Bizim (Maliki mezhebimizin)
ilim adamlarımız ise, ayet-i kerime, onların yiyeceklerini ihtiva etmekle
birlikte, av başka bir türdür. O bakımdan genel olarak yiyeceklerin kapsamına
girmez ve yiyecek, mutlak olarak kullanıldığı takdirde avı kapsamaz,
Derim ki: Bu açıklama,
avlanmanın kitap ehli nezdinde meşru olmayışına bina en böyledir.

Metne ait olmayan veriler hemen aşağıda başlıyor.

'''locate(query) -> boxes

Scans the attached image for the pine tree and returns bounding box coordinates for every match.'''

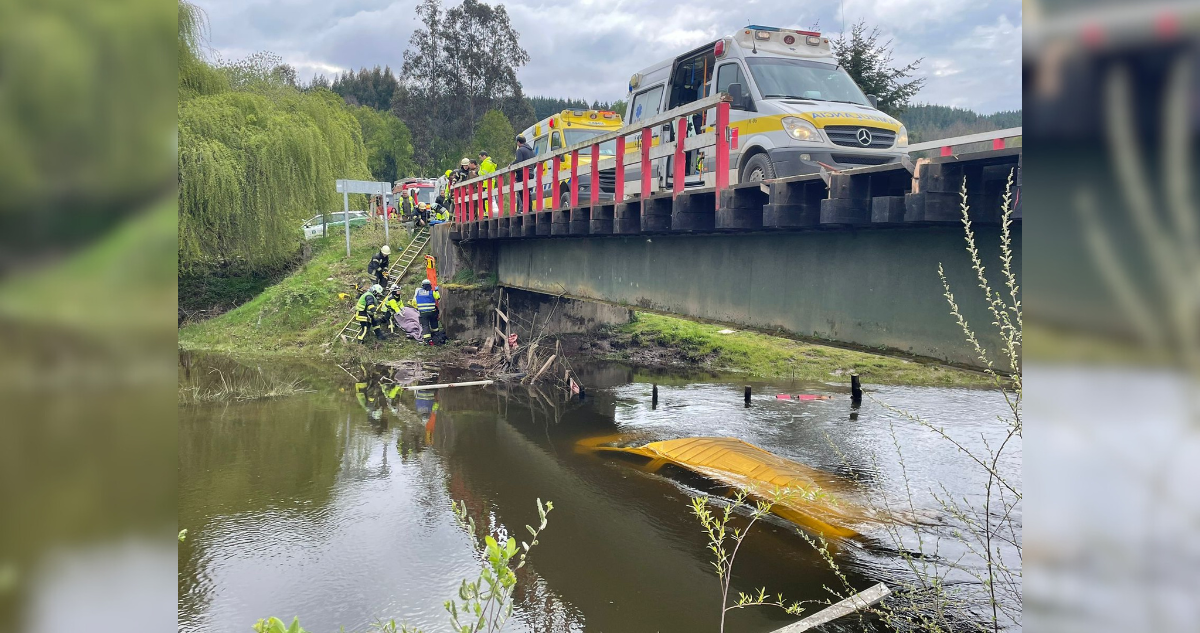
[472,110,516,167]
[833,20,925,116]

Bu durumda av
onların yiyeceklerinden olmaz, Böylelikle bu iddia bizim için bağlayıcı
olmaktan da çıkar. Şayet av, eğer dinlerinde meşru ise, lafız onu da kapsamına
aldığından dolayı, bizim onların av hayvanlarının da etini yememiz gerekir.
Çünkü, bu da onların yiyecekleri arasında yer alır. Doğrusunu en iyi bilen Allah'tır.